Saudi Crown Prince Mohammed Bin Salman is spearheading a campaign to lure multinationals to relocate from Dubai to Riyadh in an ambitious plan that could anger the kingdom’s smaller Gulf ally. Under the initiative, dubbed “Programme HQ”, Saudi authorities are said to be offering incentives to blue-chip companies in sectors such as IT, finance and oil services to relocate to Riyadh, according to consultants advising the government and executives who have heard the pitch.
Speaking about Dubai based companies that have been approached, a consultant working in the kingdom is reported saying in the Financial Times, “it’s more like who hasn’t been tapped up.” The aim of the initiative is to bolster foreign investment and support the crown prince’s ambitious Vision 2030 plan and to establish the kingdom as a regional business hub.

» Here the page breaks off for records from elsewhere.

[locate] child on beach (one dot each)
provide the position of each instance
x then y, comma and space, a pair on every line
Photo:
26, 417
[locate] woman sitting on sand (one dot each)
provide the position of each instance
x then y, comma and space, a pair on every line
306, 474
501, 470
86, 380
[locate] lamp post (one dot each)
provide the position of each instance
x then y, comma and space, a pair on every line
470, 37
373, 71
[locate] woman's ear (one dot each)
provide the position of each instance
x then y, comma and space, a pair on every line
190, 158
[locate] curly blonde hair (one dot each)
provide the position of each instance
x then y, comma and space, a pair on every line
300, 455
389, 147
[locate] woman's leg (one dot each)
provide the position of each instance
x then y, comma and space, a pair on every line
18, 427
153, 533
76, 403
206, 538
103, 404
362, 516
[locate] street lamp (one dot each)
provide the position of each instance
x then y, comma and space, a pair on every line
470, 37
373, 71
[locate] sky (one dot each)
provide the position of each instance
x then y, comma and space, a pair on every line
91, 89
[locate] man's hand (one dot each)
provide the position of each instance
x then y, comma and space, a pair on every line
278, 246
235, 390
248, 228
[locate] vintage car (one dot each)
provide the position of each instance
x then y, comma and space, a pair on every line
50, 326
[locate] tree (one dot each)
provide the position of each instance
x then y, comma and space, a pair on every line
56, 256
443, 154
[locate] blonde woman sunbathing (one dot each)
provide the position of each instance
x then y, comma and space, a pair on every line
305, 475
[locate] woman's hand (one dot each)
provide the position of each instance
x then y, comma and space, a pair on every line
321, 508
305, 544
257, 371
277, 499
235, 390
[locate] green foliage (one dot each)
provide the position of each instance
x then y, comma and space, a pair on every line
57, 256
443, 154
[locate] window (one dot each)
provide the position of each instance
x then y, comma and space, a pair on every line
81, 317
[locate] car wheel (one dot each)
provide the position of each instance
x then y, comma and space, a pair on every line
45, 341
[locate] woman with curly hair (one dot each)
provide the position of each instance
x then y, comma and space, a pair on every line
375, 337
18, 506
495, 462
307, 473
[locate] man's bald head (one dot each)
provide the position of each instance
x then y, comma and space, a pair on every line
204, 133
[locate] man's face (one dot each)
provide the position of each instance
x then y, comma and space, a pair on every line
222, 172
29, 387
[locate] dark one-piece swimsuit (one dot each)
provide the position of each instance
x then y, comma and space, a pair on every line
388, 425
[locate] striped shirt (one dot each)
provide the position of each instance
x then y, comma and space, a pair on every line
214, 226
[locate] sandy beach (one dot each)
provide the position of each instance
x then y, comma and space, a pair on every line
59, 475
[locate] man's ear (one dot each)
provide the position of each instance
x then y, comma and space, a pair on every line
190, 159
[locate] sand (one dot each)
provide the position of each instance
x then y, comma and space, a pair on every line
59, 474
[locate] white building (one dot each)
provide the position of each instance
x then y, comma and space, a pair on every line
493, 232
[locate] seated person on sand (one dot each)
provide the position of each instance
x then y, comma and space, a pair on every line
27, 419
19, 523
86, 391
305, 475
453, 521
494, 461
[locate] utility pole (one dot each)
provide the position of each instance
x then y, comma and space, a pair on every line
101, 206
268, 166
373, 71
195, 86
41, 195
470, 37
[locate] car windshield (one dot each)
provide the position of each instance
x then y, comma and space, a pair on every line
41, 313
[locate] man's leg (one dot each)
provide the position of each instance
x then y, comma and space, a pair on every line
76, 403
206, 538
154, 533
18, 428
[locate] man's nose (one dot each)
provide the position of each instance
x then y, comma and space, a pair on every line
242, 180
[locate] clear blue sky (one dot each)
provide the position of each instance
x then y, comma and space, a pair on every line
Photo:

“They are looking at the regional HQs, not the operating units, so they basically want the senior leadership,” said an executive briefed on the plans. “I think it’s about the optics: ‘we are a serious player, we are the largest market, we want the companies that do business here to be based here’.”
The campaign is said to have gathered momentum ahead of the annual investor conference affiliated to the Public Investment Fund, the sovereign wealth fund chaired by the crown prince, scheduled to begin on 27 January. The annual event, which sees top executives flocking to Riyadh, suffered a huge blow in 2018 following the murder of journalist Jamal Khashoggi by a group of Saudi agents. The UN and several intelligence agencies including the CIA concluded that the crown prince had authorised the brutal murder.
Many businesses, however, are said to have put aside their concerns about the reputational risk of working in the kingdom.
Mohammed Bin Salman is hoping that his offer of a 50-year tax holiday, waiving quotas on the employment of Saudis — which has proved to be a burden for companies — and guarantees of protection against future regulations, will be enough to entice major firms to relocate to Riyadh’s King Abdullah Financial District, a vast development of 59 skyscrapers north of the capital.
But executives told the FT that companies were lukewarm to “Programme HQ” as they balanced the implications of relocating senior executives from Dubai, which is more liberal, better connected and has state of the art infrastructure including good schools, with the need to placate influential Saudi officials. Companies are nonetheless considering shifting various business units — if not their regional management — to Riyadh to appease Saudi concerns, consultants and executives said.